Concepts clés définis, expliqués et historicisés

Communs

🔹 Définition Ressources naturelles, productives ou sociales partagées et gérées collectivement par des communautés rurales ou urbaines. Dans le chapitre, ils désignent les bases matérielles de l’autonomie paysanne, que les révoltes défendent contre leur appropriation par les seigneurs et les États.

🔹 Contexte historique Les communs sont essentiels dans les sociétés médiévales : terres, forêts, pâturages, droits d’usage. Leur expropriation progressive (par enclosure ou criminalisation) constitue un pilier de l’accumulation primitive. La destruction des communs marque la transition vers une économie fondée sur la propriété privée et le travail salarié.

[Criminalisation du vagabondage]

🔹 Définition Institution d’un ensemble de lois répressives contre les individus sans emploi fixe, perçus comme dangereux pour l’ordre social. Ce dispositif sert à forcer les pauvres à se soumettre au travail contraint et à détruire les formes de mobilité autonome.

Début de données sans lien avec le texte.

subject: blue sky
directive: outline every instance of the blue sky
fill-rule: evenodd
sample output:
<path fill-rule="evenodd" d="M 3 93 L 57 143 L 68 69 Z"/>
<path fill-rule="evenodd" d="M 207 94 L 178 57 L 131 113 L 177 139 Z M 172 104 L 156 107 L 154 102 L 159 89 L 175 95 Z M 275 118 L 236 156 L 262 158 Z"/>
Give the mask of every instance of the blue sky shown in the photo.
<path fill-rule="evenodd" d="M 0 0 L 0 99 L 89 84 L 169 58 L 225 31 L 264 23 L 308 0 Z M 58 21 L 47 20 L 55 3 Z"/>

🔹 Contexte historique Apparaît en Europe au XIVe siècle, notamment après la peste noire, lorsque la main-d’œuvre devient rare et mobile. Ces lois visent à briser le refus du travail salarié et à encadrer juridiquement la population pauvre, en la désignant comme déviante. Elles préfigurent les politiques coercitives des États modernes.

Hérésie

🔹 Définition Doctrine religieuse dissidente de l’Église catholique, souvent portée par des mouvements populaires de contestation de l’autorité spirituelle et sociale. Dans le texte, elle exprime une critique de l’ordre établi et propose parfois des formes alternatives de vie collective.

🔹 Contexte historique Nombreux mouvements hérétiques entre le XIIe et le XIVe siècle (cathares, vaudois, mouvements millénaristes). Ils sont violemment réprimés par l’Inquisition. Federici les interprète non seulement comme phénomènes religieux, mais comme composantes d’une résistance sociale aux structures de domination féodale.